Cluster Topology

Overview

A topology shows all the nodes in a cluster. You can check the node statuses, processes, and IP addresses.

Note

  • You can check the topology structure and node processes.

  • Only cluster versions 8.0.0 and later can display the topology structure. Only cluster versions 8.2.0 and later can display node processes.

Viewing the Cluster Topology

  1. Log in to the GaussDB(DWS) management console.

  2. In the cluster list, click the name of a cluster.

  3. On the Cluster Details page, click the Cluster Topology tab.

  4. In the upper part of the page, you can select IP Address or Node Name. After entering the IP address or node name in the search box, you can view the location of the IP address or node name in the cluster topology.

    image1

Topology Overview

image2

This figure shows a topology. The elements marked in the figure are as follows:

  1. Public IP address of the ELB bound to the cluster. If no public IP addresses are bound to the ELB, the service address is displayed.

  2. EIP bound to the cluster.

  3. Search category. You can perform exact search by IP address or node name.

  4. Rings in the cluster.

  5. A ring. Each ring occupies a line. An icon in a ring indicates a node.

  6. A node. The type of the node is displayed in the upper right corner of the icon. Currently, the type can only be CN or DN. If there is a CN process on the node, CN is displayed. If there are no CN processes on the node, DN is displayed.

  7. Node details, including the node name, status, IP addresses, and task process. Node details are displayed when you hover your cursor over a node icon.

Terms in the Topology View

Table 1 Cluster structure description

Name

Description

Usage

ELB

Elastic Load Balance (ELB) automatically distributes incoming traffic across multiple backend servers based on listening rules you configure.

If the internal IP address or EIP of a CN is used to connect to a GaussDB(DWS) cluster, the failure of this CN will lead to a cluster connection failure. If a private domain name is used for connection, connection failures can be avoided by polling.

However, private domain names cannot be used for public network access, and requests cannot be forwarded in the case of a CN failure. Therefore, ELB is used to avoid single CN failures. For details, see Associating and Disassociating ELB.

EIP

The Elastic IP (EIP) service provides static public IP addresses and scalable bandwidths that enable your cloud resources to communicate with the Internet.

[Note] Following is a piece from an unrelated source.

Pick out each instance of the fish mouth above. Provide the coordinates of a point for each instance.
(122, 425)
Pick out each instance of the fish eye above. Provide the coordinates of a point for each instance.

EIPs can be bound to or unbound from ECSs, BMSs, virtual IP addresses, load balancers, and NAT gateways.

Ring

A security ring is used for isolating faulty servers. A fault in a ring does not affect servers outside the ring.

Data on a DN has multiple copies in a ring, and will not be lost even if the DN server is faulty.

For example, if Server1 in a ring is faulty, the standby DN1 on Server2, the standby DN2 on Server3, and the standby DN3 on Server3 are still running. The loads of servers in a ring are still balanced.

A cluster can run properly as long as the number of faulty servers does not exceed the number of rings.

Note

The ring is the minimum unit for a scale-out. When you scale out a cluster, the added nodes must be a multiple of the ring quantity.

Table 2 Node IP addresses

Name

Description

Usage

Manage IP

IP address used by a data warehouse node to communicate with the management plane

It is used by the management plane to deliver commands, and used by the node to report node status and monitoring information.

Traffic IP

IP address of a data warehouse node for external access.

This IP address can be bound to an EIP or ELB, or directly connect to a VPC.

Internal IP

IP address used for communication inside a data warehouse cluster.

-

Internalmgnt IP

IP address used by nodes to send internal management commands in a data warehouse cluster.

-

Table 3 Node processes

Name

Description

Usage

CMS

A Cluster Manager (CM) manages and monitors the running status of functional units and physical resources in the distributed system, ensuring system stability.

CM Server (CMS) is a module of CM.

A CM consists of CM Agent, OM Monitor, and CM Server.

  • CM Agent monitors the running status of primary and standby GTMs, CNs, and primary and standby DNs on the host, and reports the status to CM Server. In addition, it executes the arbitration instruction delivered by CM Server. A CM Agent process runs on each server.

  • OM Monitor monitors scheduled tasks of CM Agent and restarts CM Agent when CM Agent stops. If CM Agent cannot be restarted, the server will be unavailable. In this case, you need to manually rectify this fault.

    Note

    A CM Agent restart fails probably because of lack of system resources, which rarely happens.

  • CM Server checks whether the current system is normal according to the instance status reported by CM Agent. In the case of exceptions, CM Server delivers recovery commands to CM Agent.

GaussDB(DWS) deploys CM Server in primary/standby mode to ensure system HA. CM Agent connects to the primary CM Server. If the primary CM Server is faulty, the standby CM Server is promoted to primary to prevent single-CM faults.

GTM

A Global Transaction Manager (GTM) generates and maintains the globally unique information, such as the transaction ID, transaction snapshot, and timestamp.

A cluster includes only one pair of GTMs: one primary and one standby GTM.

CN

A Coordinator (CN) receives access requests from applications, and returns execution results to the client; splits tasks and allocates task fragments to different DNs for parallel processing.

CNs in a cluster have equivalent roles and return the same result for the same DML statement. Load balancers can be added between CNs and applications to ensure that CNs are transparent to applications. If a CN is faulty, the load balancer connects its applications to another CN.

CNs need to connect to each other in the distributed transaction architecture. To reduce heavy load caused by excessive threads on GTMs, no more than 10 CNs should be configured in a cluster.

CCN

Central Coordinator (CCN)

GaussDB(DWS) handles the global resource load in a cluster using the Central Coordinator (CCN) for adaptive dynamic load management. When the cluster is started for the first time, the CM selects the CN with the smallest ID as the CCN. If the CCN is faulty, CM replaces it with a new one.

DN

A Data Node (DN) stores data in row-store, column-store, or hybrid mode, executes data query tasks, and returns execution results to CNs.

There are multiple DNs in the cluster. Each DN stores part of data. If DNs are not deployed in primary/standby mode and a DN is faulty, data on the DN will be inaccessible.